Да, «субъект умер» (как стало ясно с момента выхода статьи Р. Барта «Смерть Автора» все в том же 1968-м), но человек-то жив: он пробует жить, не будучи субъектом, не возлагая на себя обязательств субъекта. И субъективность живет с такой активностью, какая эпохе классического антропоцентризма не являлась и в страшных снах. Именно она позволяет читателю даже задавать смысл тем текстам, которые он читает, он, собственно, и оказывается источником смысла, а вовсе не автор (который «умер» и остался «скриптор», безлично транслирующий читателю материал для будущего смысла). Не случайно излюбленные литературные жанры времени – словари, энциклопедии, тексты-лабиринты, примечания к несуществующим текстам: читатель, блуждая по ним, решает, в каком порядке и направлении все это читать и что пропускать. И любое его решение будет правомерным!

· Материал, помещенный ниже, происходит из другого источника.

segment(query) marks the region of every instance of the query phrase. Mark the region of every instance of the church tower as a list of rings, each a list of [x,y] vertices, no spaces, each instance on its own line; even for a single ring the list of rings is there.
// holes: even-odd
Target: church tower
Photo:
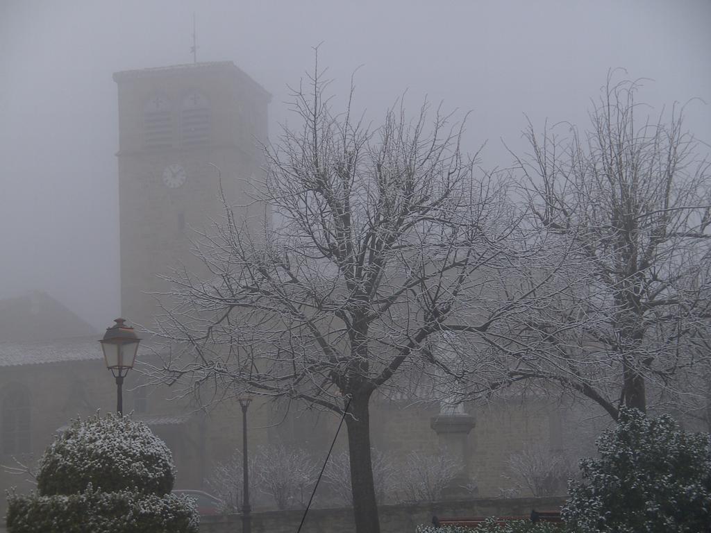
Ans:
[[[248,203],[248,183],[261,176],[270,96],[232,62],[128,70],[114,80],[121,312],[150,327],[157,308],[146,293],[167,288],[158,274],[189,266],[191,228],[223,214],[220,173],[230,204]]]

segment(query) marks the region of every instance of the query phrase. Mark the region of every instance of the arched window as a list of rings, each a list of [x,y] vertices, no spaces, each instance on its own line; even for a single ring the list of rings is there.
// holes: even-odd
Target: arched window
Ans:
[[[171,102],[162,95],[155,95],[143,107],[144,146],[147,149],[173,146],[173,117]]]
[[[186,95],[181,106],[181,146],[202,146],[210,141],[210,103],[201,92]]]
[[[0,446],[2,453],[18,455],[30,452],[30,394],[27,387],[14,384],[0,394]]]

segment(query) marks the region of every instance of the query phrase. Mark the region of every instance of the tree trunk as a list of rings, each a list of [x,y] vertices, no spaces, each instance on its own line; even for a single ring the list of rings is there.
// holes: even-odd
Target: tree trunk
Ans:
[[[647,412],[647,398],[644,376],[633,368],[624,370],[624,383],[622,391],[624,403],[627,407],[634,407],[643,413]]]
[[[346,418],[351,456],[353,518],[357,533],[380,533],[380,531],[370,460],[370,393],[354,395]]]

Впервые за много столетий новизна (традиционная европейская ценность) стала представать в облике отказа от новизны – и даже провозглашения ее невозможности. Все уже сказано, существует некий набор элементов – пусть огромный, но все равно в конечном счете ограниченный, – из которого и остается теперь черпать комбинируемое. Постмодерн берется инвентаризировать культуру – лет примерно за две тысячи. Конечно, это сопровождается уничтожением, «схлопыванием» дистанций.
Молодые бунтари 60-х требовали «рая немедленно». Люди следующего десятилетия уже чем дальше, тем больше чувствуют, что будущее было вчера.